The only living honouree was Eileene Parsons, one of the first two women elected to the legislature and the chairperson of the Territory Day Planning Committee, who read her own citation. Late legislators John Brudenell-Bruce, Omar Hodge, Reeial George, Arnando Scatliffe and Ethlyn Smith were the other five honoured.
Premier Andrew Fahie, in his remarks before a crowd of about 100 people on the Central Administration Building lawn, said that he was lucky enough to have been mentored by some of the honourees.
“We stand on the shoulders of giants,” he said, adding, “Their legacy remains alive.”
The holiday commemorates the day in 1956 when the Leeward Islands Federation was dissolved and the VI became a separate entity. Colony Day, as it was dubbed, became Territory Day in 1978.
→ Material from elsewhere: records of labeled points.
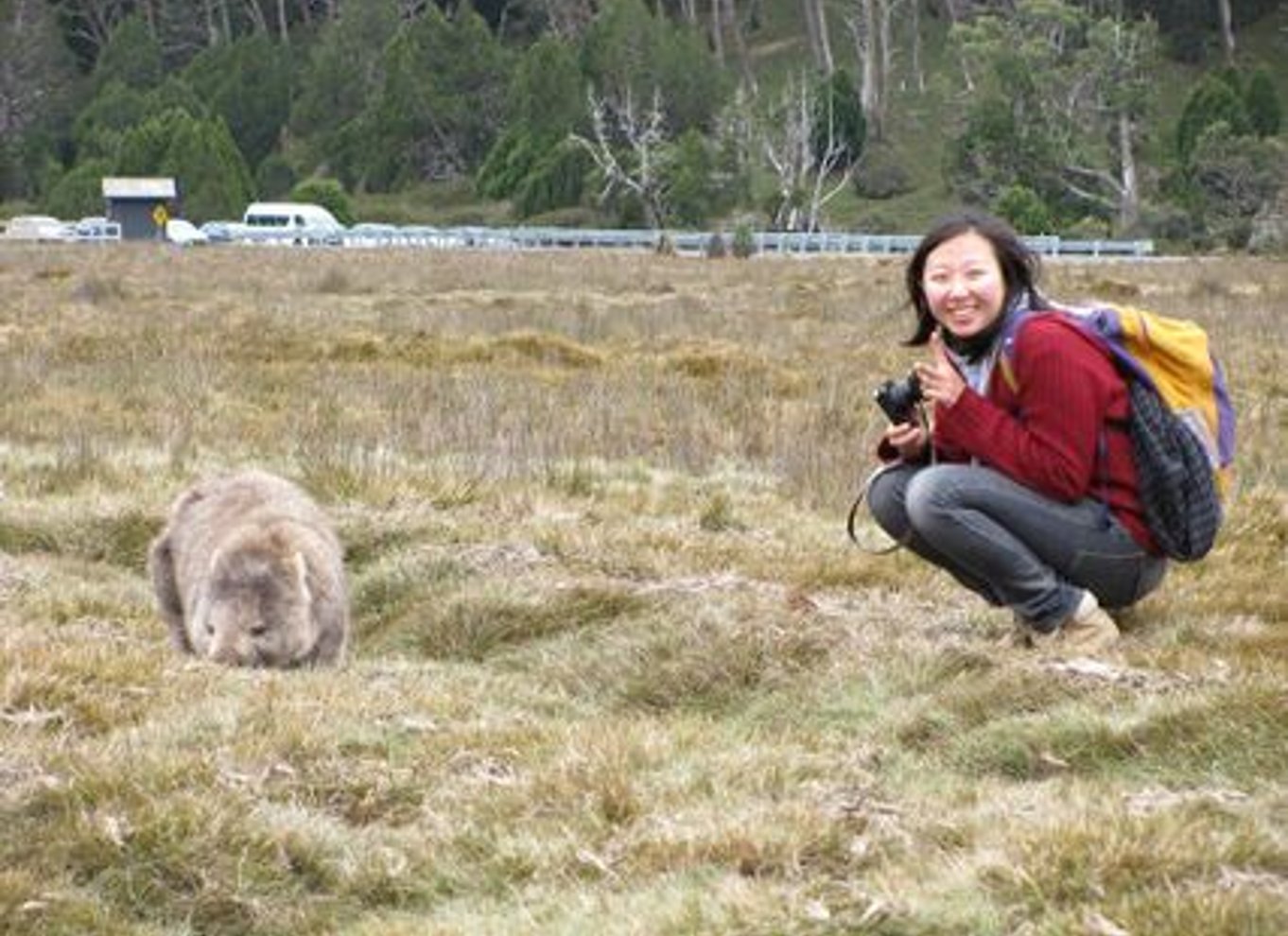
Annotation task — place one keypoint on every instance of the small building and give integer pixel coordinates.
(141, 206)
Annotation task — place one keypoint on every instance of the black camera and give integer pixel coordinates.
(899, 398)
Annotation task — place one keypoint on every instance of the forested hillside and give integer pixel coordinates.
(1134, 117)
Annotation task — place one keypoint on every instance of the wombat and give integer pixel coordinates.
(249, 572)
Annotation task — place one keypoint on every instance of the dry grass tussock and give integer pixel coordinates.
(618, 668)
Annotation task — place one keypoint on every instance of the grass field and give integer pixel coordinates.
(618, 668)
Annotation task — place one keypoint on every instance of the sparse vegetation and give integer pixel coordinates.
(618, 667)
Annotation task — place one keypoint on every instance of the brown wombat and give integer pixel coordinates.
(249, 572)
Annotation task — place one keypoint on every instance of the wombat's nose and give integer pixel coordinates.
(230, 651)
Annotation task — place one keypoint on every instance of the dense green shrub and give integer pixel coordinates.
(1025, 210)
(328, 193)
(1210, 102)
(1262, 99)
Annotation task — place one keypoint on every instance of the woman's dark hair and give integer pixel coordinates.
(1020, 267)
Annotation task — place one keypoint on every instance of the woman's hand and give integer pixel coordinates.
(940, 383)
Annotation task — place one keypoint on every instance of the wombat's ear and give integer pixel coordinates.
(302, 576)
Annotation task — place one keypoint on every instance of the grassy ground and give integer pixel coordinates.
(618, 668)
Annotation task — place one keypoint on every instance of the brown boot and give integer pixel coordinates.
(1088, 633)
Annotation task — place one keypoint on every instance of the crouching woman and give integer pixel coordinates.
(1023, 488)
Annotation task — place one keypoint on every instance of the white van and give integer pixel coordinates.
(290, 223)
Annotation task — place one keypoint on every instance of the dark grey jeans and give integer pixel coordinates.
(1011, 545)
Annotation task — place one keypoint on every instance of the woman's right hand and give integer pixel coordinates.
(908, 440)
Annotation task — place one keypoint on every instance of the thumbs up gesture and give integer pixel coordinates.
(940, 383)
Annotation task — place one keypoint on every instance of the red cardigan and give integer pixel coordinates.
(1046, 433)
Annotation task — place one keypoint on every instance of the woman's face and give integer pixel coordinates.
(964, 285)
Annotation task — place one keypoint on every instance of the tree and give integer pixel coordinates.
(1212, 100)
(248, 82)
(440, 104)
(36, 85)
(627, 52)
(1231, 175)
(839, 118)
(131, 56)
(330, 195)
(344, 71)
(815, 27)
(1063, 104)
(201, 156)
(1262, 100)
(807, 159)
(630, 149)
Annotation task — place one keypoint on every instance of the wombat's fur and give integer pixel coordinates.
(249, 572)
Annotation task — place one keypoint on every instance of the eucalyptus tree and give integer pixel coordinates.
(440, 104)
(344, 71)
(1063, 106)
(36, 84)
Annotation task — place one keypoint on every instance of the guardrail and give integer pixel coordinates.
(369, 235)
(684, 242)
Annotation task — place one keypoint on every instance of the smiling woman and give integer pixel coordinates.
(1025, 492)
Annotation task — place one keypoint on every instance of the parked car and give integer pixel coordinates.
(96, 230)
(184, 234)
(220, 232)
(36, 228)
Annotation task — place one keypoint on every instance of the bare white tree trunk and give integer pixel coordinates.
(815, 25)
(718, 30)
(1128, 199)
(917, 72)
(1223, 8)
(749, 75)
(644, 137)
(807, 178)
(256, 14)
(212, 30)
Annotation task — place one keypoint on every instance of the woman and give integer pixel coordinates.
(1021, 487)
Mr. Fahie did not shy away from the problematic aspects of colonialism, especially in an era when the VI, amid numerous challenges both political and natural, struggles to define its relationship to its parent country.
“Our British Virgin Islands and our indigenous people were abandoned because the so-called ‘business class’ believed this place could and would be nothing more than a bird sanctuary,” Mr. Fahie said. “Plus, they saw no profit to be made.”
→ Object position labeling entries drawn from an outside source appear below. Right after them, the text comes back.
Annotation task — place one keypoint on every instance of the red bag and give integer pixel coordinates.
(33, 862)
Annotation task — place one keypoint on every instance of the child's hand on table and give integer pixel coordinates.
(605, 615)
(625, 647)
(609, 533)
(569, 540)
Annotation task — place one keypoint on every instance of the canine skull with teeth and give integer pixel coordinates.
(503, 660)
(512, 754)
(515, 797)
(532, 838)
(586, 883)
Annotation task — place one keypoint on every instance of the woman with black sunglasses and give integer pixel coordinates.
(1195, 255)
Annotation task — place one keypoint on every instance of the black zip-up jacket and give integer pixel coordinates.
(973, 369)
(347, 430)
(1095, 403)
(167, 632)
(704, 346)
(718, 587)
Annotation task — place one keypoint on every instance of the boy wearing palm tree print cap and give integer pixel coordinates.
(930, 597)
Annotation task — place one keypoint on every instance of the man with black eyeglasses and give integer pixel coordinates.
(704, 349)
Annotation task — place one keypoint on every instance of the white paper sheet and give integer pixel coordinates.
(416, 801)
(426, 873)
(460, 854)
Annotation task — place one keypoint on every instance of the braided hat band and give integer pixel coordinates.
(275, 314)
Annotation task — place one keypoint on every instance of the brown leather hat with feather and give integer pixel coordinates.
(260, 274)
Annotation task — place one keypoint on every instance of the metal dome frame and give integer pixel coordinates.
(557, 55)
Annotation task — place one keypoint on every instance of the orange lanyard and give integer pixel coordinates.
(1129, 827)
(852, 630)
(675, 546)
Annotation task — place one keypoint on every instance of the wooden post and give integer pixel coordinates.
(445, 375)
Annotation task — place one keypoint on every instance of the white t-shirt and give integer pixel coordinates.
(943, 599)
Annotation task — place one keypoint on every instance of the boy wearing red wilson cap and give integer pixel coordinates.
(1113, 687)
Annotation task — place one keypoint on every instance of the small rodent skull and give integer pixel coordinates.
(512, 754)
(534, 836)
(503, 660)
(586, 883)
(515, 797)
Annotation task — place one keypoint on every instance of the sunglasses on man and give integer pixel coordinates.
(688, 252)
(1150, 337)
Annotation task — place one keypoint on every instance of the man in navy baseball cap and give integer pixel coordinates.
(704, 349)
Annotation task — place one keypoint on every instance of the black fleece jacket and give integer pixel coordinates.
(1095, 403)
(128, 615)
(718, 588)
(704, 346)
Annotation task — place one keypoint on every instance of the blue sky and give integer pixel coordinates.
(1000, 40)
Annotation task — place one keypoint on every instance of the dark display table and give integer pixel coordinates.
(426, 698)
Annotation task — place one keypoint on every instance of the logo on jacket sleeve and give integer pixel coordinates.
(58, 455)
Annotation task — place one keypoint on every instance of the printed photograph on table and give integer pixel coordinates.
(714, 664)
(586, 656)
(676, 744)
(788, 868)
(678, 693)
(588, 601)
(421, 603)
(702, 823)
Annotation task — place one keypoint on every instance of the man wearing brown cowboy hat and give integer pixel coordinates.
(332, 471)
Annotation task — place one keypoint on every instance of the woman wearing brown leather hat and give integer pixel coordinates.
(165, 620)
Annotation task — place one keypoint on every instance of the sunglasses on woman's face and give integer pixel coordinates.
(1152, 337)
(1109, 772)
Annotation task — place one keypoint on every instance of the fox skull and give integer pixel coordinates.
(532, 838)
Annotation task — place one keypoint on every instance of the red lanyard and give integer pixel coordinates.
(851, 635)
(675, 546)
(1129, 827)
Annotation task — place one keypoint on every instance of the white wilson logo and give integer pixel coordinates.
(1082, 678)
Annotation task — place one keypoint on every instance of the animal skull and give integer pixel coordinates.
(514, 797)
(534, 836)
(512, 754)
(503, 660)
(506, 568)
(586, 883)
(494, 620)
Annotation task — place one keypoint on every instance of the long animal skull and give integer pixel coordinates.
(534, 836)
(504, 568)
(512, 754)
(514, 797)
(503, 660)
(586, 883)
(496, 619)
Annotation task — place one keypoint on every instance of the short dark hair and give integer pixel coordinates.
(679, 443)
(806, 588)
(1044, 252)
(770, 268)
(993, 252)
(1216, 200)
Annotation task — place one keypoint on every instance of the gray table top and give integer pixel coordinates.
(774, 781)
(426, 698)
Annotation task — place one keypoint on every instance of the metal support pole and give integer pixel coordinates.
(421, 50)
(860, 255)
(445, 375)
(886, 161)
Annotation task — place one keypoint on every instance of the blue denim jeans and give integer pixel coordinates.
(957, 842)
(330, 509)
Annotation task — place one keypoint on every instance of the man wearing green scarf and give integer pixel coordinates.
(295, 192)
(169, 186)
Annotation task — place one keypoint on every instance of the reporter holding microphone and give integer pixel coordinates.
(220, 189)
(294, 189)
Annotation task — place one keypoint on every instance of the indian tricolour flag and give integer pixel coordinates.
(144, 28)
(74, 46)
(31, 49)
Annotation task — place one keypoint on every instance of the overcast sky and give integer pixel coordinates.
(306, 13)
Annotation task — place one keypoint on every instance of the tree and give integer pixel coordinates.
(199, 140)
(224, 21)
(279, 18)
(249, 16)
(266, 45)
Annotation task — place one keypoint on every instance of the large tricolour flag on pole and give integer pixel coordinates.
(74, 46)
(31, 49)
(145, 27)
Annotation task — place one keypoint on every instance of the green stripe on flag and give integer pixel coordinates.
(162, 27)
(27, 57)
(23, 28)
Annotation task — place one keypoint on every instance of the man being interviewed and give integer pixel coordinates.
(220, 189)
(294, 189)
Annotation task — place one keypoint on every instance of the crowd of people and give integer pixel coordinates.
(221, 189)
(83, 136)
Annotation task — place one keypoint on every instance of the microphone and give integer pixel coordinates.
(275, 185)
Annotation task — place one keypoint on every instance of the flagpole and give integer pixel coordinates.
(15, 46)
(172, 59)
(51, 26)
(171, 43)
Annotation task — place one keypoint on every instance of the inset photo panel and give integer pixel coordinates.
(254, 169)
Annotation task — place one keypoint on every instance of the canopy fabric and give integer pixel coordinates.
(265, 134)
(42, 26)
He explained how Virgin Islanders used ingenuity to eke out a living farming, fishing and boatbuilding, which in turn gradually led to tourism and financial services.
“The descendants of those who threw us away, many of whom landed with the last shower of rain, feel that they alone know what is good for us and what is good for these islands, and all of a sudden we … cannot be trusted to get it done,” the premier added.
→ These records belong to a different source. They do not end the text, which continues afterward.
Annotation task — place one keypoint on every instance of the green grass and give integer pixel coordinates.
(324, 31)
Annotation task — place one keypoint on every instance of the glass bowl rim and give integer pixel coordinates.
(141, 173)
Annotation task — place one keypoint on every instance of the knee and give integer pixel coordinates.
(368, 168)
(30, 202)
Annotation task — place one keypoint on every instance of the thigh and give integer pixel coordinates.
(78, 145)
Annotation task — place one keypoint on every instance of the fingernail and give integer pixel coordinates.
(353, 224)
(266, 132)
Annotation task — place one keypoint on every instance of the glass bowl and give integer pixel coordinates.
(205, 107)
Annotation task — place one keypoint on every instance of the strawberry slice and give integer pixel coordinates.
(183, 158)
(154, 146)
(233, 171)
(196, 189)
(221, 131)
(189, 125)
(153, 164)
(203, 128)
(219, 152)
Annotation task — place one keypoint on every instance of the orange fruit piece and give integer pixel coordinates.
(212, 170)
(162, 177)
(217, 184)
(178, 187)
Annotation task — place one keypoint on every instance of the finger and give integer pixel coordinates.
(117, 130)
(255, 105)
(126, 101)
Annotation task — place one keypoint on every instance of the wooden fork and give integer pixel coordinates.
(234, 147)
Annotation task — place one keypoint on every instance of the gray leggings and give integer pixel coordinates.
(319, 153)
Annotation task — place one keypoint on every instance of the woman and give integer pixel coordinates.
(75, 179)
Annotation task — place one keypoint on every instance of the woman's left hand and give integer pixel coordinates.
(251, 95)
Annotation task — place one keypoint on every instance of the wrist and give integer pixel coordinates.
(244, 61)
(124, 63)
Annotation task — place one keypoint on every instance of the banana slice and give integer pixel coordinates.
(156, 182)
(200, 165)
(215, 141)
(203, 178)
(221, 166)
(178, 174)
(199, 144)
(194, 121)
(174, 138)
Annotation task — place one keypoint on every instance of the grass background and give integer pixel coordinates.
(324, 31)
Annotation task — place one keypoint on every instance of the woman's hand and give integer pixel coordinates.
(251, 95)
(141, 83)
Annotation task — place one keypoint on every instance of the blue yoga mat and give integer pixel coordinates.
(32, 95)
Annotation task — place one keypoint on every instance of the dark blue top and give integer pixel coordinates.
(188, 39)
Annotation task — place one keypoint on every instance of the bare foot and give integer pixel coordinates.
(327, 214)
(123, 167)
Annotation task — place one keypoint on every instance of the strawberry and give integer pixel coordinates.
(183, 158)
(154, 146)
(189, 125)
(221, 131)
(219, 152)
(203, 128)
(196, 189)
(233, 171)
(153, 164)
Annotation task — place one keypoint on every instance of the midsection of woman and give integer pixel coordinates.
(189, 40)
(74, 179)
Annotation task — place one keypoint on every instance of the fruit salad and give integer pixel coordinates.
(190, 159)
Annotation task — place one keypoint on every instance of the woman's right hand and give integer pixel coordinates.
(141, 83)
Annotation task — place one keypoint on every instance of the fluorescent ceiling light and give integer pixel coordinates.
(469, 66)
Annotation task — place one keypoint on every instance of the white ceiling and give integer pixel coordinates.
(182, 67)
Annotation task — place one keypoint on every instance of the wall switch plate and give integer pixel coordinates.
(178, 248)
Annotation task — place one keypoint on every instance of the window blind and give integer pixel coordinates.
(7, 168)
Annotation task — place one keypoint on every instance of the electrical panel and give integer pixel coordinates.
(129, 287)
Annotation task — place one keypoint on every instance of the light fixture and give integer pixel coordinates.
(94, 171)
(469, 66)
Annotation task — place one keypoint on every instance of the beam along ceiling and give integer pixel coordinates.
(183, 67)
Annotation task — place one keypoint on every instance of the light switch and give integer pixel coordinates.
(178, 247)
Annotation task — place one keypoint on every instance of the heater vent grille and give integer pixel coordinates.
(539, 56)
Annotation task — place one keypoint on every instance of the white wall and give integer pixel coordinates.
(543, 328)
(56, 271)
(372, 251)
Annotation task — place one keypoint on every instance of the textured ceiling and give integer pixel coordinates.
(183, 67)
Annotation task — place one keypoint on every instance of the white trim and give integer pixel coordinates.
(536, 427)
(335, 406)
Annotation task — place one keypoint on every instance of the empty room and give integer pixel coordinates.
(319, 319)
Speeches were interspersed with colourful performances by saxophonist Jeremy Vanterpool and the BVI Heritage Dancers, which Ms. Parsons founded. Recent Gen Y Factor winner Dwight Hutchinson performed the territorial song.
“Everything that we have today that is good and that provides our sustenance, we had to fight the empire for,” Mr. Fahie added. “Nothing was given to us. ”
Dr. Angel Smith, director of recovery at H. Lavity Stoutt Community College, delivered the keynote address.
He continued Mr. Fahie’s theme, using examples from history and telling the story of Theodolph Faulkner, who led the 1949 march that eventually led to the restoration of the Legislative Council.
Dr. Smith suggested that it was Mr. Faulkner’s patience that allowed him to succeed, just as it was the patience of former slaves that allowed them to endure hardship and gain freedom.
He also recalled a letter he had examined from a former slave from Tortola who ran away to St. Thomas and wrote back, demanding her freedom in exchange for returning.
“The Virgin Islander can endure a lot,” he said. “He is not quick to make noise: [However,] when all else fails, the Virgin Islander recognises that it is up to him to make a difference.”